Skip to content

v1.0.4 — GPU acceleration for face + CLIP, device selector

Choose a tag to compare

@akalavol akalavol released this 31 May 10:49
· 11 commits to main since this release

Performance: now actually uses your GPU

You asked about coupling CPU+GPU. The honest answer: true data-parallel
splitting gives only ~1.25× (the CPU is ~4× slower than the GPU on these
models) for double the memory and a lot of fragile code — not worth it.

But the investigation found the real problem: two models that run on every
single image were pinned to CPU
even when a GPU was available:

  • insightface face detection
  • CLIP (body + expression analysis)

This release puts them on the GPU when one is present → ~3-5× faster
on those stages, for every analysis.

New: device selector (⚙ Config tab)

  • Auto (GPU if available) — default, the smart choice
  • Force GPU (CUDA) — falls back to CPU safely if no GPU detected
  • Force CPU — hides the GPU from the whole subprocess (torch +
    onnxruntime + every captioner).
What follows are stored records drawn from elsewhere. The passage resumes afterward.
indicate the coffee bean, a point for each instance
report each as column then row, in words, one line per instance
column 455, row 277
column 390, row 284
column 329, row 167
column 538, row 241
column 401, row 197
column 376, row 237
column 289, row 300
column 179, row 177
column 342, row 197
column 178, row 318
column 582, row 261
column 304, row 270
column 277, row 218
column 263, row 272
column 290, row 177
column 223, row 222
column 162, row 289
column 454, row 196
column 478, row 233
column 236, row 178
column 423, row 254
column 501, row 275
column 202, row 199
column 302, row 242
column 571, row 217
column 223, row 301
Handy when ComfyUI is busy on the GPU.

The chosen device is shown in the progress log, and is honored by both the
analyzer and the LoRA evaluator.

Real-world impact

Combined with v1.0.3 (no more 10-min timeout) and the WD14-first workflow,
a 200-photo dataset is now far quicker:

  • WD14 mode on GPU: a few minutes
  • JoyCaption still benefits because face + CLIP no longer bottleneck on CPU
    before each caption.

Updating

  • Git: git pull
  • In-app: ⚙ Config → 🔄 Check now → ⬇ Install update